Machine learning-based protein annotation tools predict protein function

Machine Learning


Machine learning-based protein annotation tools predict protein function

Snekmer is an application for building and searching protein family models and novel sequence clusters.Credit: Jason McDermott, Pacific Northwest National Laboratory

Microorganisms drive important processes of life on earth. They influence the global elemental cycle, the movement of carbon, nitrogen and other elements. It also promotes plant growth and influences disease development. These roles are essential in any ecosystem. Although research continues to expand the database of microbial DNA sequences, it does not provide all the biological information about proteins.

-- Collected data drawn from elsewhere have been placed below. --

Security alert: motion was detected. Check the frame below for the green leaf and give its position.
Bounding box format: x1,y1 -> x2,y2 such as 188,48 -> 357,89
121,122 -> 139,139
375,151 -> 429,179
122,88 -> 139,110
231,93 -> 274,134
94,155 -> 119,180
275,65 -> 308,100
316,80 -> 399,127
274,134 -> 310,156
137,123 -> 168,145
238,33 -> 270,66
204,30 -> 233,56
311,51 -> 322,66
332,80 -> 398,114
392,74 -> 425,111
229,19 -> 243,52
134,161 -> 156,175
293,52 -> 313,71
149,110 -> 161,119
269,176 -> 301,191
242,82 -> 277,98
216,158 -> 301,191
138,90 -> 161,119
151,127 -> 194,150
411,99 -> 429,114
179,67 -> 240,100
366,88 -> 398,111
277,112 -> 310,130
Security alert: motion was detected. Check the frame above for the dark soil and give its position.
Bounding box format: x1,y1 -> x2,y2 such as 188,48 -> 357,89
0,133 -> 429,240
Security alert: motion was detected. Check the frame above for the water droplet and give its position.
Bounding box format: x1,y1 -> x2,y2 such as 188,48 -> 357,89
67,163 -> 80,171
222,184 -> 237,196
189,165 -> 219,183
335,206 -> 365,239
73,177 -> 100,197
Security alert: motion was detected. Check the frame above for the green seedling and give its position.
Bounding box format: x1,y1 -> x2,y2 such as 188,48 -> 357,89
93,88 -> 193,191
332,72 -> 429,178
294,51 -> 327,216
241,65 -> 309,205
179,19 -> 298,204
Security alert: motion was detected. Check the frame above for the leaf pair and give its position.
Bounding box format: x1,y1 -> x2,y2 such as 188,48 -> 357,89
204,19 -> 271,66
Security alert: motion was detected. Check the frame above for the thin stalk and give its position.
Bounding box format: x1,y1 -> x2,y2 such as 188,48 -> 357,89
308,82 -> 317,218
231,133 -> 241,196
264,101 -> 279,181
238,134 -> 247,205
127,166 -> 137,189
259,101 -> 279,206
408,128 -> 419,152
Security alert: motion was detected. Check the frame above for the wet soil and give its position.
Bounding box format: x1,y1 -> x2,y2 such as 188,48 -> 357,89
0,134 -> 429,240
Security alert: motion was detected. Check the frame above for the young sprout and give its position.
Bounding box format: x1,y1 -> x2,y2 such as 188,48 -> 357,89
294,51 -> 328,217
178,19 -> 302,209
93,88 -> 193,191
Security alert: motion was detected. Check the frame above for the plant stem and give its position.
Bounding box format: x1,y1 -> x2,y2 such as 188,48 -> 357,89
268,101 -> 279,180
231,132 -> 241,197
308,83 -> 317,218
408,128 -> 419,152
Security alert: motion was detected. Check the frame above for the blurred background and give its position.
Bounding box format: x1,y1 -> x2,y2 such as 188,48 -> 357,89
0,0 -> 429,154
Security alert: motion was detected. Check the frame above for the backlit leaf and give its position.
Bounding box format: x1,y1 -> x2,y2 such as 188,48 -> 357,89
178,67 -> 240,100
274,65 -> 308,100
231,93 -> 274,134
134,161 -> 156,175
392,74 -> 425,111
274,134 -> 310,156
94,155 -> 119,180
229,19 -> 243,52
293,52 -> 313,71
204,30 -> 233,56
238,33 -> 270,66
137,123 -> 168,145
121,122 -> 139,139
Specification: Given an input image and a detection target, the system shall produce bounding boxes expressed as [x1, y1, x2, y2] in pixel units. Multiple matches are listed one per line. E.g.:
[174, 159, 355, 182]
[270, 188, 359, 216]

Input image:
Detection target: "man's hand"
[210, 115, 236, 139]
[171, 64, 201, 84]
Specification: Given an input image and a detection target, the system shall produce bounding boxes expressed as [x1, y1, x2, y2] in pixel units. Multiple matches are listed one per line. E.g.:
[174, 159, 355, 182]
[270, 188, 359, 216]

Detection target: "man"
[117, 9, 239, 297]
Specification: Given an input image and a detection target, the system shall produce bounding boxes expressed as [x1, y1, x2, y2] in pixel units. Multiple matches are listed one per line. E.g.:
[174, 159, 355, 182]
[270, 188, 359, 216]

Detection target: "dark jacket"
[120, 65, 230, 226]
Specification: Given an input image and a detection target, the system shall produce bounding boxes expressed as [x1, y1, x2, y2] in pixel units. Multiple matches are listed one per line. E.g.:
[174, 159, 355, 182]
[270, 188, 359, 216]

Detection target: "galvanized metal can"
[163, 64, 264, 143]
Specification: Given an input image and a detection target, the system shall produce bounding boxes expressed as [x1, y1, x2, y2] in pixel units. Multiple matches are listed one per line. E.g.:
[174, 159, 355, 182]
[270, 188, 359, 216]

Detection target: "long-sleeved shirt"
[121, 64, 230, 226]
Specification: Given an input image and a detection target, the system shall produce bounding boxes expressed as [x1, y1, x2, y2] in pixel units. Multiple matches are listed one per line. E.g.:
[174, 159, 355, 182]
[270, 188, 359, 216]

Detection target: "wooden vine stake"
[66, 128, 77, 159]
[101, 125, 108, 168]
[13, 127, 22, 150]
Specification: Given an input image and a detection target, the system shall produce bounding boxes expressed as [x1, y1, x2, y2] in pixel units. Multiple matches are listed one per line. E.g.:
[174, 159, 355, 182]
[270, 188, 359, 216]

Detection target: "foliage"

Engineering microbes for sustainable bioenergy and other bioproducts requires scientists to better understand the function of proteins and other molecules. Scientists infer protein function by comparing it to a reference database of proteins that have already been characterized.

However, these comparisons are difficult and do not scale to large databases. To meet this challenge, scientists have applied machine learning to models that predict protein function. The result is Snekmer, a program that allows scientists to rapidly model protein families.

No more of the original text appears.